On the saltmarshes, Sea-lavender has peaked while Golden Samphire picked up the flowery baton, and will shortly be passing that on to Sea Aster. All are great places to look for nectaring butterflies and other insects.

Other saltmarsh and sea wall specialists flowering well included Greater Sea-spurrey, Crow Garlic, Common Toadflax and Strawberry Clover, the latter localised to those spots that the furthest tendrils of the tide just reach.

Along Wivenhoe Waterfront, the two botanical highlights of Jersey Cudweed and Four-leaved Allseed flowered throughout the month, albeit overshadowed by the ‘Second Spring’ of Tamarisk.

Some other botanical highlights included Duke-of-Argyll’s Tea-tree and Tansy, both a magnet for hoverflies and bees…

…together with the flowering glories of the dry, skeletal soils of the Essex Alps: Lesser Calamint, Blue Fleabane, Trailing St John’s Wort, and our precious patch of Heather.

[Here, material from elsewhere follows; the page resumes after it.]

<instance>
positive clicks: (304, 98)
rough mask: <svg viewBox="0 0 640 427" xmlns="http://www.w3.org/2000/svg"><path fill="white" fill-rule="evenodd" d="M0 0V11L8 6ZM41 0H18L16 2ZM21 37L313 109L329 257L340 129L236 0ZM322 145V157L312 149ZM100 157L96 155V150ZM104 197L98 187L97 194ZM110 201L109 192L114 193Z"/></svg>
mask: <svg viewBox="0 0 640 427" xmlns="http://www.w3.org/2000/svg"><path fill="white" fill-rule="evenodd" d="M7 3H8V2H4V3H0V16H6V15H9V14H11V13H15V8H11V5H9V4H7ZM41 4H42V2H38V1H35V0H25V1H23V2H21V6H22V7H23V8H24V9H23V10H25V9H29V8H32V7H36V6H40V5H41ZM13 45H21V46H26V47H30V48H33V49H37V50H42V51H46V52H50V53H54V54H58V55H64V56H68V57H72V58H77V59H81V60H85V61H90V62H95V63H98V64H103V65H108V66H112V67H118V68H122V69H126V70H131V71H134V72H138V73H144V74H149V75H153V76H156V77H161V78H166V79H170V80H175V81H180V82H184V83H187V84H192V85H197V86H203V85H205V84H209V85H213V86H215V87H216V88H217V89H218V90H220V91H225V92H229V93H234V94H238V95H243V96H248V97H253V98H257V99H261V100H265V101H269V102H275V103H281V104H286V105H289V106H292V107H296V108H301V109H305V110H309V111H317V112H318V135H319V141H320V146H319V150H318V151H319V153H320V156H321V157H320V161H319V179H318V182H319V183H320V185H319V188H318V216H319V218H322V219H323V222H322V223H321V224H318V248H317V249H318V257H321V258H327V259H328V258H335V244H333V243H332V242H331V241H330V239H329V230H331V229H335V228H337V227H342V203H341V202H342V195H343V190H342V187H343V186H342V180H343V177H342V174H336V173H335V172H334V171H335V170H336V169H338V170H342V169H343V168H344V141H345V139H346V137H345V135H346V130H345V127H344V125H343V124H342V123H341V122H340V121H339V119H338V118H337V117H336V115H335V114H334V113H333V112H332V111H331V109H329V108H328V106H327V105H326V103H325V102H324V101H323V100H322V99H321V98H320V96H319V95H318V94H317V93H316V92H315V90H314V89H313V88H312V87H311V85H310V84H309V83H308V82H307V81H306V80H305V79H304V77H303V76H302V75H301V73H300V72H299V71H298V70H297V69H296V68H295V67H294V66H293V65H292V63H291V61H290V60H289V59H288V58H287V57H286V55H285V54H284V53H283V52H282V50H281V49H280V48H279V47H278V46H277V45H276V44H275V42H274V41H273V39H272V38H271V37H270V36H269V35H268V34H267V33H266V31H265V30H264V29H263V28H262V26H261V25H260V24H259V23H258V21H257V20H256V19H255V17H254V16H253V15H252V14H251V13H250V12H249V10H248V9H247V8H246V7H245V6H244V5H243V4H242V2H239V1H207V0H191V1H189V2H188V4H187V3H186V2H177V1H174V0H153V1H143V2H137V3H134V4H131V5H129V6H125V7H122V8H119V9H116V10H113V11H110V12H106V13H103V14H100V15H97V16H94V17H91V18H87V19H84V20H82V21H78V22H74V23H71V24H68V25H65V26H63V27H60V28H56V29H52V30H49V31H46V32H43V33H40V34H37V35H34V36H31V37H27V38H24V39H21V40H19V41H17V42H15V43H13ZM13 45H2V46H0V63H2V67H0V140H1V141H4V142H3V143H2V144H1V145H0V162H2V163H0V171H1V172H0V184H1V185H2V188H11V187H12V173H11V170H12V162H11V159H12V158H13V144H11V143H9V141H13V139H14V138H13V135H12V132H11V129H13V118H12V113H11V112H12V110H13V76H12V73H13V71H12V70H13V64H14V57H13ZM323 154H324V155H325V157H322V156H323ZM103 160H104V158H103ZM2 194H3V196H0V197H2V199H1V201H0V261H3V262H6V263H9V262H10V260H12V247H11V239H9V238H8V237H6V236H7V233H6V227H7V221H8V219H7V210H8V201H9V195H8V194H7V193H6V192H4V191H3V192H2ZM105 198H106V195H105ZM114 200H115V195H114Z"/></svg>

As far as insects are concerned, Purple Hairstreaks were still on the wing at the start of August, while by the end of the month, new brood emergences of Speckled Wood and Red Admiral were apparent. The latter were especially a feature of the few Buddleias in the Cockaynes Reserve, with sometimes twenty to a bush, along with similarly pristine Small Tortoiseshells, Commas and Painted Ladies, and the last few tattered Meadow Browns and Gatekeepers.

The caterpillars of Cinnabar and Buff-tip, ripe for pupation, were in evidence, along with many other insects, from robber-flies to jewel-wasps.

And as always at this time of year, dragonflies have been abundant. Common and Ruddy Darters and Migrant Hawkers predominated, but they also included Brown, Southern and Southern Migrant Hawkers, especially around Cockaynes.

While Yellowhammers were still singing for our first walk, the second was within silent woods, save for the plaintive autumn cadence of Robins just starting up.

Highlighting the turn of the season, Sweet Chestnuts are fattening, Heather blooms are fading, fungi are sprouting and galls forming on oak leaves and rose bushes….

And it is to galls we turn for the highlight of the month. The large Walnut in St Mary’s Churchyard has long featured the lumpy, brain-like pouches of the common gall mite Aceria erinea, but this year it features alongside the smaller, redder and rarer galls of Aceria tristriata. On consulting WildGuides’ Britain’s Plant Galls, it ‘seems to be of very local occurrence’, and according to the NBN there are only 11 previous UK records, the nearest being in the vicinity of Norwich, Peterborough and Oxford. Always a surprise in store with @Naturetrektours in #WildWivenhoe!